Interestingly, Rogers spurns open boarders immediately before pivoting to attack libertarian solutions to poverty. Perhaps he is only concerned with poverty inside his own nation, but this does nothing to dispel the fact that national boarders and immigration control trap untold millions in abject poverty under the rule of governments that fail to provide even the basic services offered by Nozick’s minimal state. If however, conservatives are willing to bite this bullet and refuse entry to the world’s “huddled masses yearning to breathe free”, libertarians pragmatically propose systems of welfare which maximize autonomy, and avoid the poverty traps engendered by modern welfare. Libertarians often endorse negative income taxes and minimum incomes, instead of market distorting minimum wages which increase unemployment. These solutions utterly demolish the assertion that libertarians are uncompromising idealists. As well, they recognize the ways in which state regulation harms the worst off in society, creating barriers to entry that protect market leaders at the expense of consumers and possible competitors. The licensing of everything from taxis to barbers drives up the cost of these services by limiting their supply, all in the name of protecting the public. The state, and its current war on poverty, does little to actually raise the living standards of the worst off.

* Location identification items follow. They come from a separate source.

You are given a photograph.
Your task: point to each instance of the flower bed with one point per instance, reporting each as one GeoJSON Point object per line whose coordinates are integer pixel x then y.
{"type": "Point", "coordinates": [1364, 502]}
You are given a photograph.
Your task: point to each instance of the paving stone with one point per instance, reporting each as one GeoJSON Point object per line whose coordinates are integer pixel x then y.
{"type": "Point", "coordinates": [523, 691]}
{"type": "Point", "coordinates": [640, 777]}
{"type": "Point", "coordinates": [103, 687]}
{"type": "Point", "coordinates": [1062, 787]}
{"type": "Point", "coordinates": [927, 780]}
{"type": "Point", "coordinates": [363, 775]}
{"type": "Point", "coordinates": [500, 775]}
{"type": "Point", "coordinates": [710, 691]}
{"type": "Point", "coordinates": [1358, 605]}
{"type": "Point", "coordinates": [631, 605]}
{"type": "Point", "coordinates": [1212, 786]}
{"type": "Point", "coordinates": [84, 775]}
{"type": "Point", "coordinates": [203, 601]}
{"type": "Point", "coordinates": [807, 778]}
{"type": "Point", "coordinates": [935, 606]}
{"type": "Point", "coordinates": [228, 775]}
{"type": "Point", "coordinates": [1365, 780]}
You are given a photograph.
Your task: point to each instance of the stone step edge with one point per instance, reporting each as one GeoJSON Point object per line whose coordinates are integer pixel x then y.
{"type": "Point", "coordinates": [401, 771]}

Unlike David Cameron, libertarians do not believe that the state needs to police the internet, to take choices and responsibility away from the family by filtering websites deemed pornographic or immoral. A demand, by some, for this sort of filtering already exists, and entrepreneurs have responded with a host of web filtering products. In this, and most other sectors, the state has no business mandating a single choice for all. When it comes to public goods, like national defense, libertarians accept the need for some sort of collective defense, but object to its use in foreign adventures, particularly when military intervention terrorizes foreign civilian populations and creates more enemies than it quashes.
To end, libertarians are not raving utopians, but conscientious objectors to the excesses of the modern state. Towards this goal, they propose innovative policy solutions to unchain our markets reduce the scope of government. They are willing to make compromises, happily accepting the taxation of currently illegal drugs over the violent imprisonment of peaceful “offenders”. They oppose interventionist foreign policies that create new enemies and violate the self determination of other peoples. Libertarians accept that modern states provide some form of welfare, but want aid to maximize the autonomy of the recipients. They care about the spontaneous order that is society, while endorsing a state of limited power.
At this point I’m going to concede that it is time to call the government, someone get an investigator, a straw man has been killed!